2. Sometimes (though not often) I get a prompting from the Holy Spirit to approach specific people I am near or passing as I walk. It can be a bit scary, to be honest. But it is also fulfilling. I simply say: “Hi. I’m on a prayerwalk and I’m praying for anything that someone or something may need prayer for. Is there anything that I could be praying about for you?? All but one time the response has been great. Regardless of their background, they seldom turn down the opportunity to share. Many people – even those with no religious background – tell me that they are grateful I asked them. A few times I’ve asked if I could stop and pray for them right then and there, if they have a moment to spare. Everyone I have asked as agreed – and thanked me.
3. Sometimes (though not often) I utilize the Prayer Labyrinth at a local park (Stony Creek Park in Lansdale has a fantastic one). While labyrinths have been used for new age (and other belief systems apart from Christianity, it can be a very redemptive process for Christ followers. Click here to read what a prayer labyrinth is.
4. Sometimes (though not often) I will bring along a trash bag and will pick up trash along the streets as I pray. It’s simple and it costs you one trash bag. I got this idea from Steve Sjogren’s fantastic book The Conspiracy of Kindness (buy this book!) in what he calls “servant evangelism.” I guess instead of prayerwalking this is called prayercleaning.
When I get my hands dirty and bend down and pick up objects that turn my stomach its a great reminder and challenge that as a follower of Jesus I am here to serve and there is nothing that should be below me and my willingness to serve. It confronts my pride and reminds me that I am here to serve. It also provides a heightened sensitivity to your surroundings; you pay attention to the streets more.
But the biggest reason is that it makes the neighbors and storekeepers curious. You don’t do it for recognition, but its so rare that people are shocked and want to know what the heck is going on. On several occasions I’ve had people come out of their houses or owners come out of their stories and say, “Why are you doing this?” or “I’ve been noticing what you are doing for the past few minutes. Do you live on this street?”

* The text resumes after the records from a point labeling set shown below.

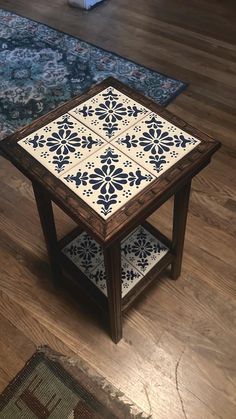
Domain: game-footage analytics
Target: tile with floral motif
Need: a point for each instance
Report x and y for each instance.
(129, 277)
(61, 144)
(142, 249)
(155, 143)
(109, 113)
(106, 180)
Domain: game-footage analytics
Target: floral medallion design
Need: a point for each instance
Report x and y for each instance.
(109, 113)
(143, 249)
(155, 143)
(106, 179)
(107, 172)
(140, 251)
(61, 144)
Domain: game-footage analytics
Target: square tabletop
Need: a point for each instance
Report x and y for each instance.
(109, 157)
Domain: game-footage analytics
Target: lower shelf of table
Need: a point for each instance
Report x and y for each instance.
(145, 253)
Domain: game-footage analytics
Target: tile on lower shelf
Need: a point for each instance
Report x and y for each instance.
(142, 250)
(155, 143)
(84, 252)
(130, 276)
(61, 144)
(109, 113)
(107, 180)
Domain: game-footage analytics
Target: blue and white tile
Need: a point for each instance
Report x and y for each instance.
(109, 113)
(61, 144)
(130, 276)
(140, 251)
(143, 250)
(84, 252)
(155, 143)
(107, 180)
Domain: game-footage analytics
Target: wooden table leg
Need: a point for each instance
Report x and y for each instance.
(112, 260)
(181, 201)
(45, 210)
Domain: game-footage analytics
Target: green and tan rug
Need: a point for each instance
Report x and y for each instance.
(56, 387)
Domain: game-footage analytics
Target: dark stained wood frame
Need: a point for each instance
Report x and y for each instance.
(175, 181)
(82, 282)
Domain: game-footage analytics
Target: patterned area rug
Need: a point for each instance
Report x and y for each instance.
(55, 387)
(40, 68)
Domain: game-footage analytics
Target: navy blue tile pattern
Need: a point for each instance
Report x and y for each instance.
(140, 251)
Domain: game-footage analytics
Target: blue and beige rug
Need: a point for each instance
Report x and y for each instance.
(52, 386)
(40, 68)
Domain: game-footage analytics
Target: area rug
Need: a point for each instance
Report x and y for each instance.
(40, 68)
(55, 387)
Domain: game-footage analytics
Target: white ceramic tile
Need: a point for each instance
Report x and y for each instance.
(85, 252)
(61, 144)
(143, 250)
(140, 251)
(155, 143)
(107, 180)
(109, 113)
(129, 277)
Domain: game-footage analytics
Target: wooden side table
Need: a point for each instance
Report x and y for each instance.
(109, 158)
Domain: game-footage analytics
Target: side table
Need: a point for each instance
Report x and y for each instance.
(110, 158)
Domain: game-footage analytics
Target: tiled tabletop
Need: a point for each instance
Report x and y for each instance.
(108, 149)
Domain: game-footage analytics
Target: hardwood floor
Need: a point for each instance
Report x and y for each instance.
(177, 359)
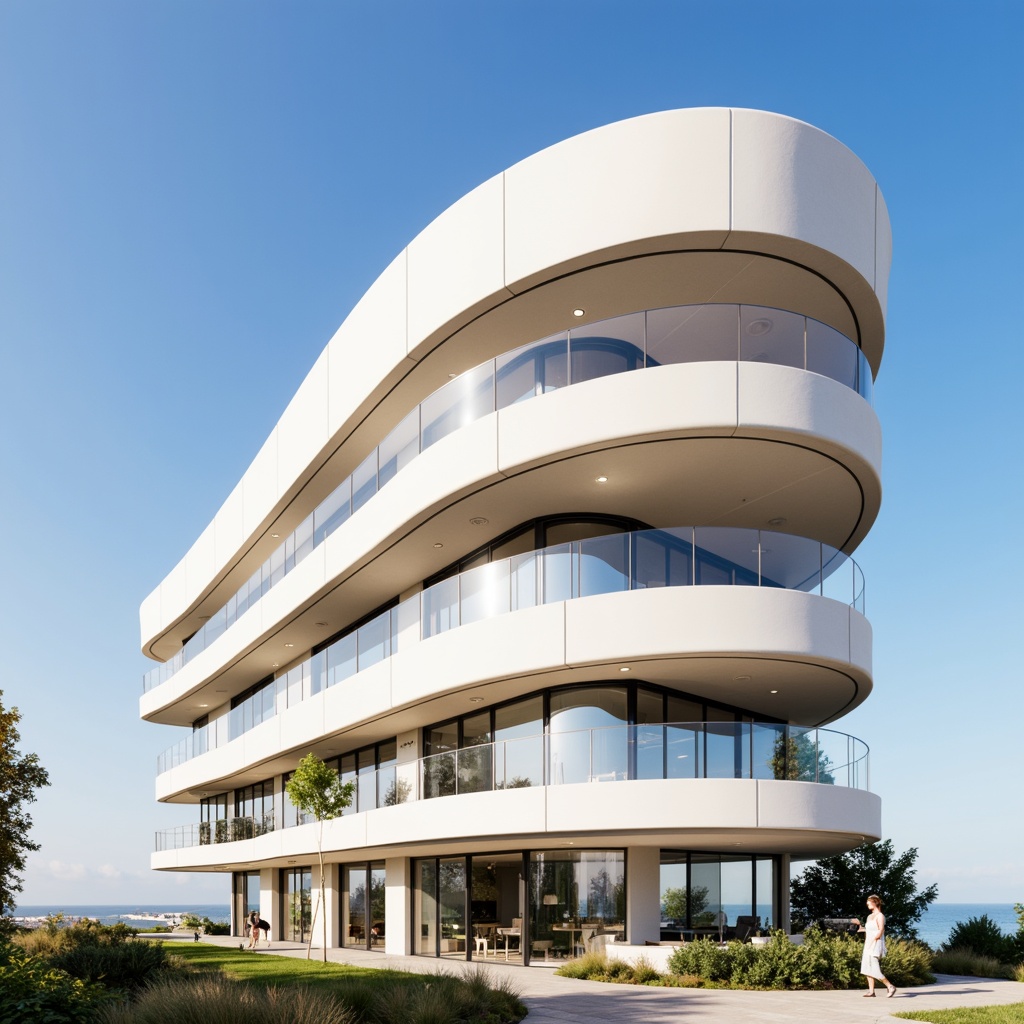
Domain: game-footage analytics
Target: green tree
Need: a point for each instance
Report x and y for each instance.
(677, 901)
(20, 776)
(837, 887)
(798, 758)
(316, 790)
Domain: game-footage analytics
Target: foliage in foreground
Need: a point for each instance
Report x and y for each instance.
(375, 996)
(352, 997)
(34, 992)
(20, 775)
(1013, 1013)
(967, 962)
(824, 961)
(838, 887)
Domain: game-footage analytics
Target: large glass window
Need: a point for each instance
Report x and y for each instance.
(246, 891)
(587, 742)
(363, 905)
(519, 743)
(718, 895)
(296, 898)
(577, 900)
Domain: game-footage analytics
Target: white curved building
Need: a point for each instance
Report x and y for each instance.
(550, 555)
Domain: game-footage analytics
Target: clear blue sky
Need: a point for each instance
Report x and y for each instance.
(195, 193)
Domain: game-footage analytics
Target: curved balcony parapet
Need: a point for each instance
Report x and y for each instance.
(610, 754)
(628, 561)
(657, 337)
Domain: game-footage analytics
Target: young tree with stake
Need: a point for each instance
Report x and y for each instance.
(314, 788)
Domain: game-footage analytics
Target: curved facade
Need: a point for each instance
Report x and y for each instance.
(570, 498)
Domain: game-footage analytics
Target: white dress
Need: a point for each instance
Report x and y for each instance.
(875, 946)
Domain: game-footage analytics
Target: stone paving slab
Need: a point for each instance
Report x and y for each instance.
(552, 999)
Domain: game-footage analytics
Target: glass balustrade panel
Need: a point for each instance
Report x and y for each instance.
(440, 607)
(832, 353)
(399, 448)
(603, 564)
(484, 592)
(793, 562)
(469, 397)
(374, 641)
(692, 334)
(606, 348)
(726, 556)
(333, 511)
(768, 335)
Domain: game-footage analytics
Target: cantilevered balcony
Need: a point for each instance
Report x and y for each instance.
(640, 560)
(725, 332)
(758, 751)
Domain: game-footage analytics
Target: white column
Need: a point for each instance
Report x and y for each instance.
(331, 906)
(397, 906)
(269, 900)
(783, 908)
(643, 894)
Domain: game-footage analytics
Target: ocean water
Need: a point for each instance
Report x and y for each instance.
(133, 914)
(933, 929)
(939, 919)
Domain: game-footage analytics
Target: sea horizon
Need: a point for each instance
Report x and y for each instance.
(933, 928)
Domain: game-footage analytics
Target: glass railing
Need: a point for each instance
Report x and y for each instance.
(610, 754)
(652, 338)
(688, 556)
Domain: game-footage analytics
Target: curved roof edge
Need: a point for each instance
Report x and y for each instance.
(697, 179)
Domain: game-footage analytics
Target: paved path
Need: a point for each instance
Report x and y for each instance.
(564, 1000)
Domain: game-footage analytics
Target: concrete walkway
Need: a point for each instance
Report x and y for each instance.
(563, 1000)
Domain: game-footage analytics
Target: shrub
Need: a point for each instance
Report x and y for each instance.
(983, 936)
(126, 966)
(824, 961)
(214, 999)
(967, 962)
(589, 967)
(34, 992)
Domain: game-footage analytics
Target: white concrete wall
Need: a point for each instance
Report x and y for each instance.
(608, 630)
(697, 813)
(689, 400)
(712, 177)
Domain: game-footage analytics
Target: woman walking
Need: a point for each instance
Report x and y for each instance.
(875, 947)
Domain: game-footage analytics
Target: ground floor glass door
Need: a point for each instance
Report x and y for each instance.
(363, 905)
(245, 899)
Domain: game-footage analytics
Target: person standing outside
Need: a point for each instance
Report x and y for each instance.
(875, 947)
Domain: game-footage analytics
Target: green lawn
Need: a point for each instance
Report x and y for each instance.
(1011, 1014)
(269, 970)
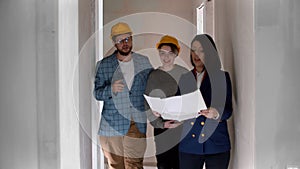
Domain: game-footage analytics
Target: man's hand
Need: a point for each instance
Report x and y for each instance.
(171, 124)
(117, 86)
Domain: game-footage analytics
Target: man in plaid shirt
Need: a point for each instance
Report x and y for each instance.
(120, 83)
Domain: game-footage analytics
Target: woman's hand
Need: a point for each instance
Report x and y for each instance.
(210, 113)
(156, 113)
(171, 124)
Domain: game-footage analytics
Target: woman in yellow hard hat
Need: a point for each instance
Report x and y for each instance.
(163, 83)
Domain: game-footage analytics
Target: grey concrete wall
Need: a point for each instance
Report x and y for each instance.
(28, 66)
(277, 127)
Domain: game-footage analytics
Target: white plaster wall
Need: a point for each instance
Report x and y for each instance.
(18, 95)
(68, 84)
(277, 38)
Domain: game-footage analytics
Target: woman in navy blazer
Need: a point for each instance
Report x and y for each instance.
(205, 139)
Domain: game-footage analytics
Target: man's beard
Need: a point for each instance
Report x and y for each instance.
(124, 53)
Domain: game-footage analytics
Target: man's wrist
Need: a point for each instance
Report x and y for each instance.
(216, 117)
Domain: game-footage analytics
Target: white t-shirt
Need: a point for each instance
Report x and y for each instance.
(127, 69)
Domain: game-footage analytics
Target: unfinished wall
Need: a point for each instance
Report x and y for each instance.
(234, 34)
(277, 39)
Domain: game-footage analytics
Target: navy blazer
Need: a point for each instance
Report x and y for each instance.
(119, 109)
(208, 136)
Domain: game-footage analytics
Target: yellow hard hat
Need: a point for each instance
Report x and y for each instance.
(119, 29)
(168, 39)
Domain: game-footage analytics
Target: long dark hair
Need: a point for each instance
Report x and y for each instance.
(212, 59)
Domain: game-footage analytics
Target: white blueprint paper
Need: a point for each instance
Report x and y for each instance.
(178, 107)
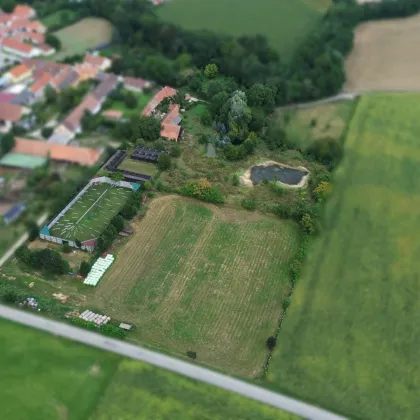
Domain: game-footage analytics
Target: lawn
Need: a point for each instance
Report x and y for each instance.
(138, 167)
(350, 341)
(141, 392)
(142, 100)
(285, 23)
(199, 278)
(82, 36)
(91, 213)
(46, 377)
(303, 126)
(64, 16)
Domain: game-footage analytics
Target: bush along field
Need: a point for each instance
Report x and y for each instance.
(350, 338)
(64, 379)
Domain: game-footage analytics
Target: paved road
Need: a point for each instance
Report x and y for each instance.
(9, 253)
(187, 369)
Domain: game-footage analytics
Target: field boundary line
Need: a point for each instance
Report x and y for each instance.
(190, 370)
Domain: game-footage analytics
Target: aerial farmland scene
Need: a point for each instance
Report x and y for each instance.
(208, 210)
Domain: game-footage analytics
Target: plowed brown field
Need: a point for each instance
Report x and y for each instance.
(385, 56)
(196, 277)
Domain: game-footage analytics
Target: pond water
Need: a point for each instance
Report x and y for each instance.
(287, 176)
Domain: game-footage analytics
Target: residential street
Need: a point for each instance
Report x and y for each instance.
(187, 369)
(20, 241)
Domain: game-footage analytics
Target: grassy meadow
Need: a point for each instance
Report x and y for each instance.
(142, 100)
(285, 23)
(200, 278)
(141, 392)
(44, 377)
(88, 217)
(47, 378)
(83, 35)
(303, 126)
(350, 340)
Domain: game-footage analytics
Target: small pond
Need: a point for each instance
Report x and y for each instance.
(287, 176)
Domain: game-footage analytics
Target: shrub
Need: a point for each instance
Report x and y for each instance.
(175, 151)
(202, 190)
(192, 354)
(249, 203)
(66, 248)
(33, 230)
(307, 224)
(164, 162)
(235, 180)
(112, 331)
(46, 132)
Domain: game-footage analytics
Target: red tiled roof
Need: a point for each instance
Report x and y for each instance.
(164, 93)
(9, 112)
(22, 10)
(41, 82)
(94, 60)
(4, 18)
(34, 37)
(35, 25)
(17, 45)
(19, 70)
(72, 154)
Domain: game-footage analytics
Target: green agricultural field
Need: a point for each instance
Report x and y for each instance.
(47, 378)
(62, 17)
(142, 100)
(90, 215)
(350, 341)
(303, 126)
(285, 23)
(202, 278)
(140, 391)
(83, 35)
(138, 167)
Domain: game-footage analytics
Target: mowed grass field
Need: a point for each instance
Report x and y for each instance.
(384, 56)
(139, 391)
(90, 215)
(44, 377)
(351, 337)
(139, 167)
(195, 277)
(285, 23)
(304, 126)
(47, 378)
(83, 35)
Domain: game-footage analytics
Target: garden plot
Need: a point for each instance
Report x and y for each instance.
(91, 213)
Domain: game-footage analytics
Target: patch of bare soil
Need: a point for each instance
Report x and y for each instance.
(385, 56)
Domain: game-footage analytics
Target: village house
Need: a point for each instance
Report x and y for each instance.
(9, 115)
(100, 63)
(19, 73)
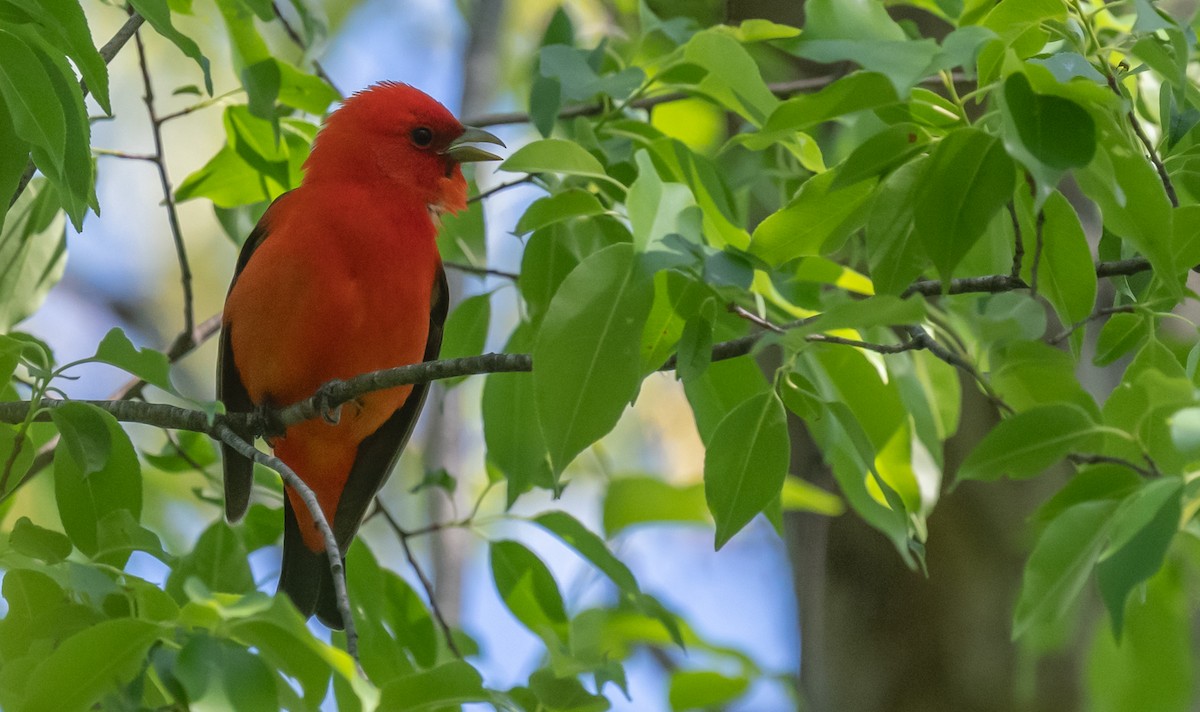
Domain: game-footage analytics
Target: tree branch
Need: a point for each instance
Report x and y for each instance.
(168, 193)
(226, 435)
(420, 574)
(107, 53)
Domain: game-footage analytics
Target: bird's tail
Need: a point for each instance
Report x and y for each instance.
(305, 574)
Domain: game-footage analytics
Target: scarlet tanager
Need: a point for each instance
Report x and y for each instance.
(342, 276)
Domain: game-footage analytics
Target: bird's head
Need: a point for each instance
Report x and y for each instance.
(394, 135)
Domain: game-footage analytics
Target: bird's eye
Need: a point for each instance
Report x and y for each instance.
(421, 137)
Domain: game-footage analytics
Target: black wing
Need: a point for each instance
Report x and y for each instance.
(305, 575)
(239, 472)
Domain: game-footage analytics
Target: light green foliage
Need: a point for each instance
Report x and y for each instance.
(856, 252)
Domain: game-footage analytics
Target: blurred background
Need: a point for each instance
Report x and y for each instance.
(831, 608)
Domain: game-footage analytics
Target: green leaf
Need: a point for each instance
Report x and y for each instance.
(556, 208)
(1051, 130)
(733, 79)
(555, 155)
(745, 464)
(1027, 443)
(1133, 202)
(1066, 275)
(85, 496)
(157, 13)
(66, 27)
(511, 434)
(529, 592)
(966, 180)
(881, 153)
(1151, 665)
(799, 495)
(724, 386)
(87, 665)
(894, 252)
(816, 221)
(587, 359)
(1120, 335)
(703, 689)
(863, 33)
(28, 91)
(447, 686)
(33, 252)
(1143, 528)
(633, 501)
(856, 93)
(466, 329)
(84, 430)
(695, 352)
(147, 364)
(591, 546)
(1061, 563)
(219, 675)
(219, 561)
(39, 542)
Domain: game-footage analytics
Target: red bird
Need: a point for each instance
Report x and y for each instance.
(342, 276)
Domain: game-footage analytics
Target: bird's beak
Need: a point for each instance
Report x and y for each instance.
(463, 151)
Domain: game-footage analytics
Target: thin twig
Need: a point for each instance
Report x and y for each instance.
(922, 336)
(168, 193)
(1096, 315)
(107, 53)
(420, 574)
(299, 41)
(1018, 244)
(480, 270)
(226, 435)
(1089, 459)
(754, 318)
(1037, 253)
(503, 186)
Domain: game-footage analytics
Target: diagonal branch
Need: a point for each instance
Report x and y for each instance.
(107, 53)
(168, 193)
(226, 435)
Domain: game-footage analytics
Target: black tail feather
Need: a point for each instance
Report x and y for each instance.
(305, 574)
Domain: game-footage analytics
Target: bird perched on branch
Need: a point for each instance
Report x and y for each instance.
(342, 276)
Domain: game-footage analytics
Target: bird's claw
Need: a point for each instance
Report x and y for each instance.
(269, 417)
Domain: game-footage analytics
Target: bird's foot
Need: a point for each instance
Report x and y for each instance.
(269, 419)
(329, 402)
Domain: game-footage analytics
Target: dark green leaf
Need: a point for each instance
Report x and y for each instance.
(555, 155)
(556, 208)
(1143, 528)
(157, 13)
(1061, 563)
(219, 561)
(591, 546)
(151, 366)
(514, 438)
(83, 669)
(588, 366)
(447, 686)
(39, 542)
(745, 464)
(817, 221)
(466, 329)
(529, 592)
(1027, 443)
(33, 251)
(633, 501)
(703, 689)
(85, 496)
(84, 430)
(966, 180)
(1055, 131)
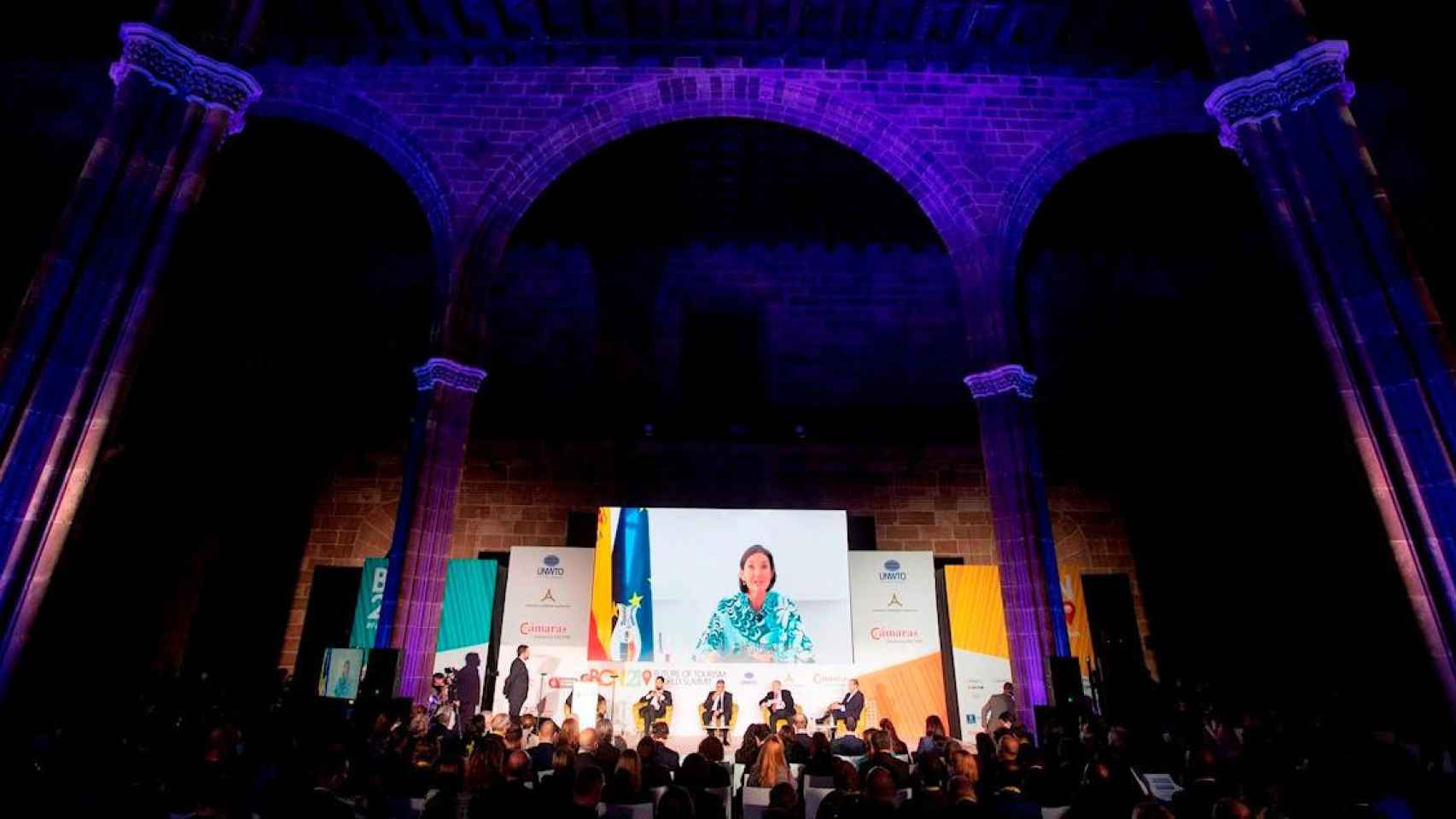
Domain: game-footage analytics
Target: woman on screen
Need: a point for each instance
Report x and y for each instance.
(756, 624)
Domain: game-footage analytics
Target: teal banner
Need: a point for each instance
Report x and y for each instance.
(369, 602)
(469, 604)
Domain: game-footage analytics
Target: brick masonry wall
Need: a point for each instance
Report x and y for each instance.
(977, 152)
(521, 493)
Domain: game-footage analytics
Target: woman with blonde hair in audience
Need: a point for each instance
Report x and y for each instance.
(963, 764)
(626, 783)
(896, 746)
(771, 767)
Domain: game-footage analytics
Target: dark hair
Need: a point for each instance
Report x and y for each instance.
(748, 553)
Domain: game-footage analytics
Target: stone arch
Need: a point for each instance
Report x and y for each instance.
(1105, 128)
(366, 123)
(944, 197)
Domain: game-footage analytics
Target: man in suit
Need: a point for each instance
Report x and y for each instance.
(653, 706)
(779, 701)
(666, 755)
(517, 682)
(998, 705)
(468, 687)
(849, 707)
(546, 746)
(718, 706)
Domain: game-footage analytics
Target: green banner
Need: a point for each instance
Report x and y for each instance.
(469, 604)
(367, 606)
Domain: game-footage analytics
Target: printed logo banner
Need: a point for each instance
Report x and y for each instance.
(548, 595)
(897, 636)
(979, 637)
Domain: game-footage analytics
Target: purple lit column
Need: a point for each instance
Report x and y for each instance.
(1021, 523)
(427, 515)
(66, 361)
(1388, 348)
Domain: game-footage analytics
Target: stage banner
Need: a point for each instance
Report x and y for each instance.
(465, 621)
(979, 639)
(548, 596)
(369, 602)
(897, 636)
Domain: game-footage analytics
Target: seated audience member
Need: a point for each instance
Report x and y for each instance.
(935, 736)
(654, 774)
(626, 783)
(1008, 800)
(896, 745)
(771, 767)
(792, 751)
(880, 757)
(713, 751)
(585, 794)
(666, 755)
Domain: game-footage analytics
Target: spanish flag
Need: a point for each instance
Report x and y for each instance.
(599, 635)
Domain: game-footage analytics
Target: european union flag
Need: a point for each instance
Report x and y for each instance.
(632, 585)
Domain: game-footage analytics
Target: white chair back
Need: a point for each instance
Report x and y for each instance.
(725, 796)
(631, 810)
(754, 802)
(812, 796)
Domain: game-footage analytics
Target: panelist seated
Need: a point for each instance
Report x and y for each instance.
(779, 705)
(849, 707)
(717, 709)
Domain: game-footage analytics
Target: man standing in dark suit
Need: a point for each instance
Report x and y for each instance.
(468, 687)
(653, 706)
(849, 707)
(779, 701)
(519, 681)
(718, 706)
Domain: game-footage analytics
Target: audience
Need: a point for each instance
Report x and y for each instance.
(187, 748)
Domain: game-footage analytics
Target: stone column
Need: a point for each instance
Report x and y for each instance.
(1021, 523)
(72, 350)
(414, 592)
(1392, 360)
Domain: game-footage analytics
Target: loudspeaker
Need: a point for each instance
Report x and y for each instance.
(1066, 682)
(381, 674)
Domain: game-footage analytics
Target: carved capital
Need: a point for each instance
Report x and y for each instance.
(169, 64)
(1006, 379)
(451, 375)
(1289, 86)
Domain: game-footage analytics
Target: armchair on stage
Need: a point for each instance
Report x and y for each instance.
(639, 722)
(798, 709)
(732, 716)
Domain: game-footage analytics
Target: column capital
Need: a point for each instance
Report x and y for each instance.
(451, 375)
(169, 64)
(1006, 379)
(1289, 86)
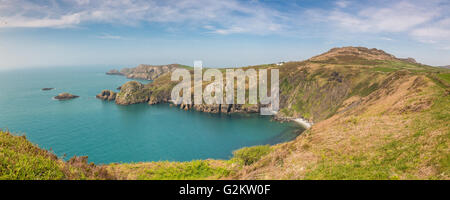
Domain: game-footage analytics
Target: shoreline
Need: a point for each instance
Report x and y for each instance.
(303, 122)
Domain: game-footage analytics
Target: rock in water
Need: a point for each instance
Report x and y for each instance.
(65, 96)
(132, 92)
(107, 95)
(113, 72)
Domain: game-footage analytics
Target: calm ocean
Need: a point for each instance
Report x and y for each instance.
(108, 133)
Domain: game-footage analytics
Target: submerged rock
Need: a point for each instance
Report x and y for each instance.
(66, 96)
(107, 95)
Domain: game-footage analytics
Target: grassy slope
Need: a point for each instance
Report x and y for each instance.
(376, 120)
(22, 160)
(400, 131)
(382, 120)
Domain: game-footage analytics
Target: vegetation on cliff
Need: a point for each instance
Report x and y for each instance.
(376, 117)
(22, 160)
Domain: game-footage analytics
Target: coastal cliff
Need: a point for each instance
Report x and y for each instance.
(314, 89)
(376, 117)
(145, 72)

My favorite question I get quite regularly is “Are you being forced to community service?”) I tell them that I’m a part of a faith community that is trying to serve to see Lansdale renewed and I’m doing two things to help with that: clean up the street and pray for our city. People are floored. Most of the time people thank me for cleaning their street. Many ask about our church and what the name of it is, sometimes asking if I have a business card I could give them. One time a guy went back into his house, got a trash bag and joined me for a bit! Serving is a great way to spark curiosity, especially when its in their neighborhood. And sometimes I end up praying for them – either after the fact or right there on their sidewalk. (If you choose to try this I highly recommend using gloves.)
5. Or you could pray with a bowl on top of your head. That would be extremely creative.